© Courtesy by Wolfgang Joop

freizeit Leben, Liebe & Sex
11/21/2020

Modedesigner Wolfgang Joop im Interview: „Ich war getrieben von Angst“

Musen inspirieren ihn, Schiele bewundert er, Wien liebt er. Vorhang auf für ein Gespräch mit Wolfgang Joop: das vom Tod seiner Mutter ebenso handelt wie von den Untiefen des Erfolgs und von Heidi Klum. Nun soll sein Leben verfilmt werden.

von Alexander Kern

Er ist Maler, Autor und prägt als Designer seit fast 50 Jahren die Welt der Mode. Wolfgang Joop ist ein echtes Multitalent – und unermüdlich kreativ. Zur Mode kam er, als er in den 1970er-Jahren mit seiner damaligen Frau Karin den Wettbewerb einer Modezeitschrift gewann. Später machte er eine Weltkarriere, seine Marken Joop! und Wunderkind prägten den zeitgeistigen Lifestyle einer Generation. Mit seinem Label Looks entzieht er sich nun dem schnelllebigen Rhythmus der Fashion-Industrie und fertigt leistbare, kleine Kollektionen für Online. Im Interview zeigt Joop (der am 26. November bei den heuer online stattfindenden Vienna Awards for Fashion & Lifestyle die Laudatio für den "Photographer of the Year" halten wird) sich pointiert, geistreich – und sprüht vor Esprit.

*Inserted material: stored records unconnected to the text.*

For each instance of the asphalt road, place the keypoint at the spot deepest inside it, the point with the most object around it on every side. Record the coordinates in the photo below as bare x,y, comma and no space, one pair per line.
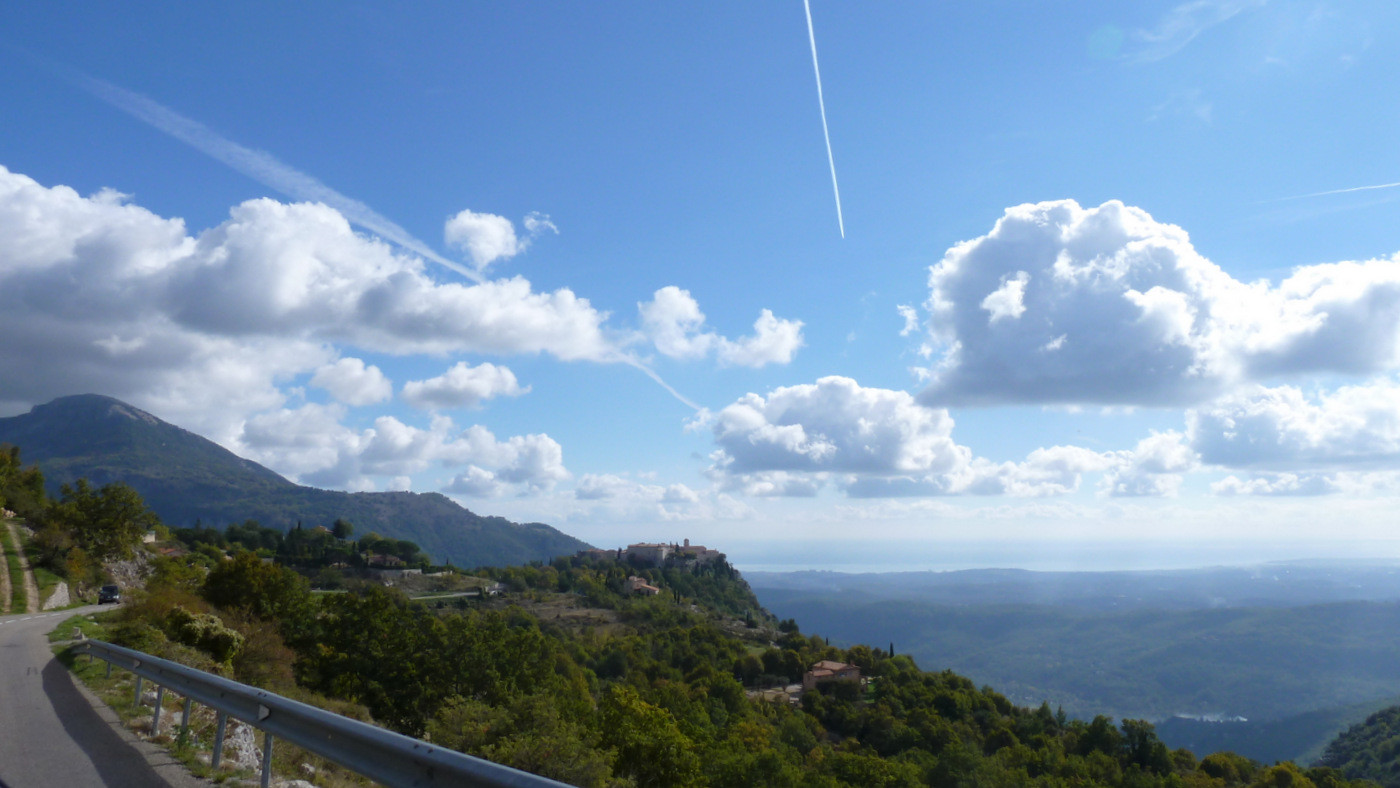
52,735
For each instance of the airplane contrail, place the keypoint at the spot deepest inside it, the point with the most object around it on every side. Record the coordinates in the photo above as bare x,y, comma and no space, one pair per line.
811,37
269,171
1340,192
261,167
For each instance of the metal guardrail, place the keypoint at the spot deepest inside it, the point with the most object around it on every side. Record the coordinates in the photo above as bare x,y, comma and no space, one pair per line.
380,755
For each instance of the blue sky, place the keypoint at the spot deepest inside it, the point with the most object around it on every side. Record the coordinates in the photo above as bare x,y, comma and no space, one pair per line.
1110,275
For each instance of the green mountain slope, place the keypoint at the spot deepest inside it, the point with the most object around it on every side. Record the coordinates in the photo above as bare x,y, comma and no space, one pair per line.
1369,749
185,477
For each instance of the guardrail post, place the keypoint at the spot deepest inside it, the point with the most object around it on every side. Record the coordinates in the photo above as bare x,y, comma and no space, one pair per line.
219,741
184,722
266,776
156,718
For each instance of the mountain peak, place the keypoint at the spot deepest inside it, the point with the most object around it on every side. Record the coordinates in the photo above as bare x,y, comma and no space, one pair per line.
93,405
188,479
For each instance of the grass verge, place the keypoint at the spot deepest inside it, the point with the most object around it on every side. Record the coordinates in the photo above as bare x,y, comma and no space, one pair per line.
18,599
195,748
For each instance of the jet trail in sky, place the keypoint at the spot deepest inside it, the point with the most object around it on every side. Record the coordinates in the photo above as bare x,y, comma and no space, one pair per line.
811,37
261,167
1341,191
273,174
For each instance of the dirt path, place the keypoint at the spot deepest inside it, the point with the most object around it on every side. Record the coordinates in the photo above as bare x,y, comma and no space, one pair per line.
31,589
4,575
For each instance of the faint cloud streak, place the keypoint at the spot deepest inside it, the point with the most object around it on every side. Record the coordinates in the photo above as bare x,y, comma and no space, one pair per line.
1182,24
821,102
261,167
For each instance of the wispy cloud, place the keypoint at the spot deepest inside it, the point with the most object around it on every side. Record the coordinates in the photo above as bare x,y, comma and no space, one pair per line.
1182,24
821,102
262,167
1378,186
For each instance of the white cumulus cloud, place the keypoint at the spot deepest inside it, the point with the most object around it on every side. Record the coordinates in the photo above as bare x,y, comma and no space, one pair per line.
676,326
486,237
462,387
353,382
1063,304
1283,428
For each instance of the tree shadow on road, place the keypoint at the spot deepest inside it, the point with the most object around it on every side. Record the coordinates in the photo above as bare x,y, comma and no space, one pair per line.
115,757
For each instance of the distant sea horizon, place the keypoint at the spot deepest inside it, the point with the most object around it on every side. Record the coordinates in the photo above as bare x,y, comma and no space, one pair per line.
878,557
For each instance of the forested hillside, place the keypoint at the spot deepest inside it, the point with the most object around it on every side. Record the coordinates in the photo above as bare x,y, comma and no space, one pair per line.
571,675
1369,749
188,480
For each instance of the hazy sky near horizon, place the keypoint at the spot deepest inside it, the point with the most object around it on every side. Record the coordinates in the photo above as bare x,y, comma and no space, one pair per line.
1110,273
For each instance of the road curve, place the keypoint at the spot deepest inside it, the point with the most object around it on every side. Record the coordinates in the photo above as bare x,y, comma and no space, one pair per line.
51,735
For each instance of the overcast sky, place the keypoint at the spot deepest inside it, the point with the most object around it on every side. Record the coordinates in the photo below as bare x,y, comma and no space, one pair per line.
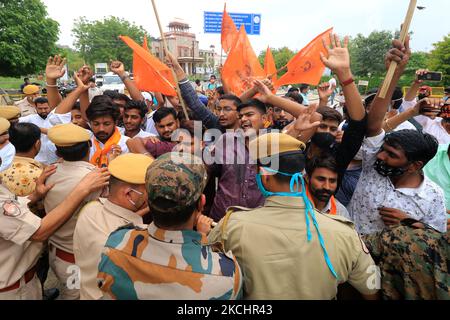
291,23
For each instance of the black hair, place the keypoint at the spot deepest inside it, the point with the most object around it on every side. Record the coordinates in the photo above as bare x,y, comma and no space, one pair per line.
236,100
220,90
416,145
330,114
163,112
289,162
172,218
77,106
40,100
324,161
76,152
253,103
138,105
123,97
102,106
23,136
295,95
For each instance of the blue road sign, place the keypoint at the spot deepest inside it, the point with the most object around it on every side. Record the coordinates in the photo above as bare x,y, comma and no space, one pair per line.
251,21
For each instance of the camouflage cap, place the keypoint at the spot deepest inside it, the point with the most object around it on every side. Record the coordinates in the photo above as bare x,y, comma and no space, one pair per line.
180,178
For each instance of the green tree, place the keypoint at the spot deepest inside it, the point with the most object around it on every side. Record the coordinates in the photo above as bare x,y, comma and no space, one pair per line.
98,41
281,57
367,53
27,37
440,58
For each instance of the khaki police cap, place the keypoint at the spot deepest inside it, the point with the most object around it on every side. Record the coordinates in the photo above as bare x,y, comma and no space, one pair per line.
272,144
31,89
9,112
4,125
130,167
67,135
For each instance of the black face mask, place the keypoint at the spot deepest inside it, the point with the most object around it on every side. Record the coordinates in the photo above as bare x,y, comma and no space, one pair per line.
388,171
323,140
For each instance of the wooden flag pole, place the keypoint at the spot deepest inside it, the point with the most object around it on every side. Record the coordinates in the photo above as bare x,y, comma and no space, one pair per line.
403,34
166,49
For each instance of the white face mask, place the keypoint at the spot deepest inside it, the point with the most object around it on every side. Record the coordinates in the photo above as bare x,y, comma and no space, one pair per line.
7,154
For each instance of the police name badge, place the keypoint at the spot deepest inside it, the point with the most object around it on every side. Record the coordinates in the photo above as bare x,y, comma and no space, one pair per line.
11,208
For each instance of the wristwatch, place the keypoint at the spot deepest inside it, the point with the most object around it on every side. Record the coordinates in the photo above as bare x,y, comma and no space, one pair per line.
125,76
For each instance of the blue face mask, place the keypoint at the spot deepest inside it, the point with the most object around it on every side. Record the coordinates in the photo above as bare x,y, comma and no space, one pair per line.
296,182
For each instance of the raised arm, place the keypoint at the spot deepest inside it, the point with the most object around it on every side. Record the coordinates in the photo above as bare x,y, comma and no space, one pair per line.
209,119
118,68
67,104
338,61
53,71
400,53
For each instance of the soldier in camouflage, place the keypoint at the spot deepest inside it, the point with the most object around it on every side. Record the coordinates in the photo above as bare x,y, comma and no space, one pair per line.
169,260
413,260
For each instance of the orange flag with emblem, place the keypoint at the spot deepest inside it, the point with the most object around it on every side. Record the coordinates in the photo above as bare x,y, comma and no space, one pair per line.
269,65
229,31
306,66
150,74
242,65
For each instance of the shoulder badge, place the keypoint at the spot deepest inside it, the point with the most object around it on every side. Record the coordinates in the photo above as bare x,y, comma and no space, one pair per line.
363,245
11,208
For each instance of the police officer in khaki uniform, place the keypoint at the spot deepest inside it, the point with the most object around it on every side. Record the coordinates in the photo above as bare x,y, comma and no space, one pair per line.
72,145
286,249
27,105
10,113
22,233
126,204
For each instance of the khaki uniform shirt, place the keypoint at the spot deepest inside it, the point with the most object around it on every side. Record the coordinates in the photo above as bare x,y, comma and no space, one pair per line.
95,223
17,225
25,107
270,244
67,176
20,178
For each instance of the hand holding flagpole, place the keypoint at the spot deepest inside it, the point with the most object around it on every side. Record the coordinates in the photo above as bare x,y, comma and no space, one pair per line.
403,34
166,49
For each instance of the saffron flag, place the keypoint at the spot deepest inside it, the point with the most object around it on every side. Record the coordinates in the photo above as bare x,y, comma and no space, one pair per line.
229,31
150,74
242,66
306,66
269,65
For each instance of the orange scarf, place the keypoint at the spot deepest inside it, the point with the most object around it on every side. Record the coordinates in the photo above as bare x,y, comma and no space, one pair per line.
100,157
333,209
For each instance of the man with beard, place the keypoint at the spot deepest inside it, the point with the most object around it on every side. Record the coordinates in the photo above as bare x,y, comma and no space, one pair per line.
392,186
42,119
126,204
107,142
321,178
133,119
166,123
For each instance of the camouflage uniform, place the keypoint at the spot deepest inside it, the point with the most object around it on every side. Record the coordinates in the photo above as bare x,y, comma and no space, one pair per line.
152,263
414,262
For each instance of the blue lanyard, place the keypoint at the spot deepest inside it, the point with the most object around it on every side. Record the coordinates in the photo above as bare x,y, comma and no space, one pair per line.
309,211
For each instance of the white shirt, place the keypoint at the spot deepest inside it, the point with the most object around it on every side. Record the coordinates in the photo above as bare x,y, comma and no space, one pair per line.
425,203
122,144
430,126
47,153
141,134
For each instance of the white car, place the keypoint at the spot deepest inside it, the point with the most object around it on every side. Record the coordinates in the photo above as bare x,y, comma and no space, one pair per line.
113,82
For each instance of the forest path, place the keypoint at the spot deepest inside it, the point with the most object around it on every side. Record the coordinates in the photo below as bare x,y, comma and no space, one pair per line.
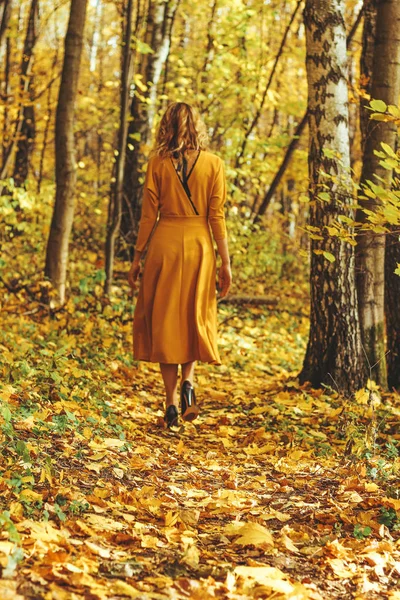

freizeit: Herr Joop, Wien ist für Sie Inspiration, Faszination, Liebe. Wie kommt es zu dieser großen Zuneigung?

Wolfgang Joop: Zum einen wegen Egon Schiele: Er ist mein großes Vorbild, inspiriert mich. Sie kennen vielleicht meine Zeichnungen: Den herben Duktus Schieles habe ich mir beibehalten. Als ich Schiele zum ersten Mal bewusst wahrnahm, hat es mich geflasht. Für mich war er der erste Punk. Ich liebe Wien. Sogar noch mehr als Paris.

Erinnern Sie sich an Ihren ersten Besuch?

Das war 1972. In einer Galerie habe ich damals ein Bild entdeckt. Es ist von Ralph Peacock und heißt „Die Irin“: Eine junge Frau, barfuß, in einem weißen Hemdkleid, um die Hüften hat sie ein Leopardenfell gewickelt, ihr fülliges, rotes Haar weht im Wind. Dieses Bild hat meine Vision von Mode immer beeinflusst. Es hängt jetzt bei mir im Schlafzimmer. Es ist das Erste, das ich sehe, wenn ich aufwache und das Letzte, wenn ich mich schlafen lege. Die Inkarnation dieser Frau habe ich Jahre später getroffen: das Model Sara. Sie ist heute meine Muse. Es ist, als hätte mich das Bild zu ihr geführt.

Das Gemälde als Art Wegweiser in die Zukunft?

Ich ahnte das damals nicht. Aber oft versteht man das Leben erst in der Retrospektive. Oft suchen wir, wie in der Psychoanalyse, auch einen Zusammenhang zwischen uns und unseren Träumen. Ich glaube nicht, dass man in seinen Träumen sein wahres Ich auslebt. Es ist ein anderes Ich. Eine Parallelperson, die ein eigenständiges Leben führt. Aber eben nur im Traum.

Ein Parallel-Ich hätte bei Ihnen wohl nicht viel zu erleben. Ihr Leben verlief aufregend genug.

Oft überraschend, das ja. Dennoch war der Moment des größten Applauses öfter getrübt. Am Höhepunkt des Erfolges bist du manchmal vollkommen verzweifelt. Du denkst: Das ist nur vorübergehend, diesen Erfolg kannst du auf Dauer nicht halten. Deswegen suchen wir ja nach dem unendlichen und wahren Liebesgefühl. Erfolg ist unstet. Erst durch die Liebe eines anderen existieren wir wirklich. Erst das nimmt uns unsere Ängste.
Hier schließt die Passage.